Ha! You have no more power over us, spooky-ghost-in-a-grainy-corner-of-the-frame!

[–]GregIsUgly 0 points1 point  (0 children)

The way the noise seamlessly disappears is amazing to see

[–]simonmales 0 points1 point  (0 children)

Enhance!

[–]kwizzles 0 points1 point  (2 children)

Take my money!

[–]MadHatter69[S] 0 points1 point  (1 child)

and shut up?

[–]kwizzles 0 points1 point  (0 children)

And deliver

[–]rudyv8 0 points1 point  (0 children)

This would be really useful if applied to a smokey environment for fire trucks.

[–]inuit7 0 points1 point  (0 children)

I would pay a lot of money for this.

[–]IAM_Deafharp_AMA 0 points1 point  (0 children)

Is there a subreddit that shows off cool tech demos like this?

[–]pwillia7 0 points1 point  (0 children)

I'd like to see this applied with high speed cameras.

[–]WingerRules 0 points1 point  (0 children)

Even the blur it causes has a nice quality to it.

[–]rush22 0 points1 point  (0 children)

Can't you just use more sensitive film?

[–]ILOIVEI 0 points1 point  (0 children)

So many aliens are about to get revealed y'all

[–]readmond 0 points1 point  (0 children)

My guess that even minor camera shake would f this up.
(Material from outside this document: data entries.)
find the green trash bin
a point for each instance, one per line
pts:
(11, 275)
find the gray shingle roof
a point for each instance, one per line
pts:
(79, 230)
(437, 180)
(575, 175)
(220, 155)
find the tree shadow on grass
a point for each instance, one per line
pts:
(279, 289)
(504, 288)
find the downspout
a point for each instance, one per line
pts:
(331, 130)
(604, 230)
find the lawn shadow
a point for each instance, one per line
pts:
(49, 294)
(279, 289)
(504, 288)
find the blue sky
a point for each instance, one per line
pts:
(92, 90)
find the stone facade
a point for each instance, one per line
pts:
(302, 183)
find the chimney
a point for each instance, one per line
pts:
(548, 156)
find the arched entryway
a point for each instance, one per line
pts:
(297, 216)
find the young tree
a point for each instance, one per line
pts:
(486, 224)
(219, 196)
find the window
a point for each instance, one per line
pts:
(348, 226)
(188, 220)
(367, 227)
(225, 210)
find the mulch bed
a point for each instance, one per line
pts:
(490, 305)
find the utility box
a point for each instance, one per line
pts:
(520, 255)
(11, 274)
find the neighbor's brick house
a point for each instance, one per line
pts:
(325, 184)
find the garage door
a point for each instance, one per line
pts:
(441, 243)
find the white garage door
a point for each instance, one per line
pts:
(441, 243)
Maybe it could be improved by more training. Anyhow, this is impressive.

[–]Chaosrains 0 points1 point  (0 children)

fork handles

[–][deleted] 0 points1 point  (0 children)

So much information there if you find it.

[–]Javlington 0 points1 point  (0 children)

Well, that was uninformative! I learnt nothing :(

[–]guernica88 0 points1 point  (6 children)

in b4 google buys this

[–]ChalkyTannins 7 points8 points  (5 children)

Google's had this for years thanks to Marc Levoy

https://www.youtube.com/watch?v=S7lbnMd56Ys

[–]Armanlex 4 points5 points  (0 children)

Isn't this more like long exposure but in software? Not the same way op's video does it but still pretty impressive!

[–]IMPORTANT_FROG 0 points1 point  (3 children)

Then why don't they implement this in google photos?

[–]ChalkyTannins 5 points6 points  (0 children)

It is, to an extent with HDR+

To see farter into the dark like these demos, Google probably has deemed the (consistency of) quality of images, processing time, and human interface usability not up to an acceptable level to ship on their flagship devices.

It'll get there eventually.

[–]PublicMoralityPolice 0 points1 point  (0 children)

Because this specific algorithm requires RAW images (ie, direct bayer sensor readings), which most phone and handheld cameras don't provide.

[–]alecs_stan -1 points0 points  (0 children)

Where do you place the wizard?

[–]deepmaus -1 points0 points  (0 children)

Last time I got impressed by one of these was with waifu2x

[–]cfryant -1 points0 points  (0 children)

"Curse them! They make the night brighter than the day!"

[–]whozurdaddy -1 points0 points  (0 children)

let me know when the IPO is filed. insta-millionares. absolutely incredible.